Michelle Rose in By Night's End.

FIlm review: By Night's End

by / Jul. 14, 2022 1pm EST

Recalling classic home-based thrillers like Wait Until Dark and Shallow Grave, By Night’s End is the kind of low-budget indie that tends to get lost in the crush of movies looking for an audience in the post-theatrical landscape.

Heather (Michelle Rose) and Mark (Kurt Yue) are a suburban couple whose marriage is beset by financial and emotional problems. (An early dialogue exchange that lays some of these problems out while establishing the existence of others that will be revealed later, all in dialogue that sounds like a conversation between two characters and not an explanation directed at the viewer, is a little gem of screenwriting concision.)

Little do they know that hidden in their house is a valuable object stolen in a recent robbery. When one of the thieves sneaks in in the middle of the night to try and retrieve it, he is accidentally killed by Heather, a former military sergeant. Against her better judgment, Heather is persuaded by Mark to hold off calling the police until they find the object, whatever it is.

But the thief had associates. They still want the object, and by not calling the police Heather and Mark have lost their best option of defense.

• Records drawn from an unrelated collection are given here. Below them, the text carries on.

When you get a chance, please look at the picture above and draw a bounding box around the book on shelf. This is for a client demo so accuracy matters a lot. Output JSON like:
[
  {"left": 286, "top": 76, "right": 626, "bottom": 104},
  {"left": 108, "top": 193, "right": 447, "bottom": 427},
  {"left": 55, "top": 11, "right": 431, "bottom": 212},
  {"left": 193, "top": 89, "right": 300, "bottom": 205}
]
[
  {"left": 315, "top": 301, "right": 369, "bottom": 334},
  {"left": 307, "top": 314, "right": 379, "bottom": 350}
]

Clocking in at a trim 85 minutes, By Night’s End doesn’t entirely deliver on all of its promises. Whether some moments actually don’t make sense or just seem that way is open to argument. (Did that one bad guy really get stabbed to death with a toothbrush?) But lead Rose, whose primary employment in films has been stunt work, is as convincing in the heavily dramatic moments as she is fighting for her home. And cinematographer Philip Wages delivers some well-conceived and impressively executed single shot sequences.